Not necessarily. The duration of marriage might indirectly make divorce less complicated, but you can’t count on it. Sometimes short marriages end in the most complex divorce disputes.
Marriage length might indirectly affect common divorce topics
Intuitively, you’d think a brief marriage makes for a straightforward divorce. After all, the shorter the marriage, the less time there is to accumulate property, have children, grow a business together, open shared bank and brokerage accounts, and so on.
In a limited sense, that’s true.

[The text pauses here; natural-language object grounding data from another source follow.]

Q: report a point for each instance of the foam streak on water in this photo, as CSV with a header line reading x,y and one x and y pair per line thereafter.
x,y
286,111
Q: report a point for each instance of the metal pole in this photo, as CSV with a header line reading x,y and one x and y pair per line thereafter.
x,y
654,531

Divorcing couples who have few (or no) children, little property to divide, and minimal entanglement of their lives might expect to contend with less complication than an otherwise identical couple who have more children, property, and entanglement because of their marriage has lasted longer.
But it’s not a reliable way to predict complication in the divorce process
However, the flaw in that reasoning is that the passage of time has only an indirect impact on the potential for complication in a divorce. Oftentimes, other factors that cause complications directly in a divorce negate the impact of the marriage’s short duration. Consider:
- Lots of couples have children right away after getting married. Others have children together before getting married. Some get divorced while one of them is pregnant. Just one year of marriage is plenty of time to bring a child into the world and, as a result, to face the complication that parental responsibilities and child support issues introduce in any divorce process. Figuring out how to share time with an infant or very young child can be more challenging that sorting out a schedule for an older child.

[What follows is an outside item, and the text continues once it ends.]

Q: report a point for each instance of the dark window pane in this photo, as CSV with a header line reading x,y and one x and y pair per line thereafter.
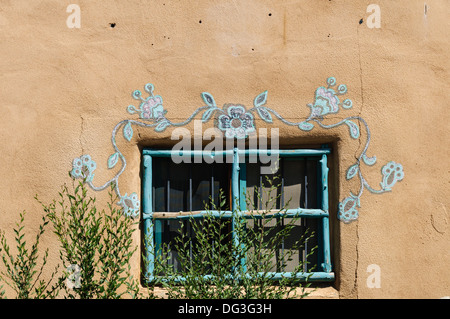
x,y
189,186
293,185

- Couples can also accumulate property and liabilities quickly. Two people might get married just months before the business they co-own takes off, leaving them with a complex task when it comes to dividing their interests after the briefest of unions. Similarly, couples may go into debt together right away by purchasing a house or running up credit card expenses, creating potentially complicated financial obligations that they will need to resolve when they part ways.

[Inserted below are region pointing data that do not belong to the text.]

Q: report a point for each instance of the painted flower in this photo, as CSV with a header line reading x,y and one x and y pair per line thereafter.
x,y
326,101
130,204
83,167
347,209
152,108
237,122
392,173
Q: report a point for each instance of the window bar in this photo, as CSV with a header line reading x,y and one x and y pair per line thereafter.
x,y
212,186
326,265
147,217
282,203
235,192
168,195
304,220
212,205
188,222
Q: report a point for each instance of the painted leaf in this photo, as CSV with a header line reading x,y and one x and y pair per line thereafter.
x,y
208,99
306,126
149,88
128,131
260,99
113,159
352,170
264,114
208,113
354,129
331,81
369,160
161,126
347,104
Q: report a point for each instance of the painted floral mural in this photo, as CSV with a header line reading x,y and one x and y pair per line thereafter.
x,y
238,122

- Couples sometimes begin living together long prior to the marriage. As well, many married couples began acquiring things together or comingling their finances months or sometimes years prior to the actual wedding. That cohabitation or comingled finances may have an impact on the issues in the divorce.
- Complex disputes can arise at the end of even the shortest marriages, particularly those involving high net worth individuals, over whether a spouse has breached the terms of a premarital or marital agreement.
Also, the mindset with which each divorcing spouse approaches the divorce process can significantly impact complications that arise. The amount of time a couple spends married rarely predicts how well, or poorly, they will behave toward one another when they split, or how aggressively they will decide to fight over any issues that arise as they separate their personal and financial lives.
In other words, you can never simply assume that a short marriage will translate into an uncomplicated divorce. Experienced divorce attorneys know they must always prepare for complications to arise, no matter how brief their client was married.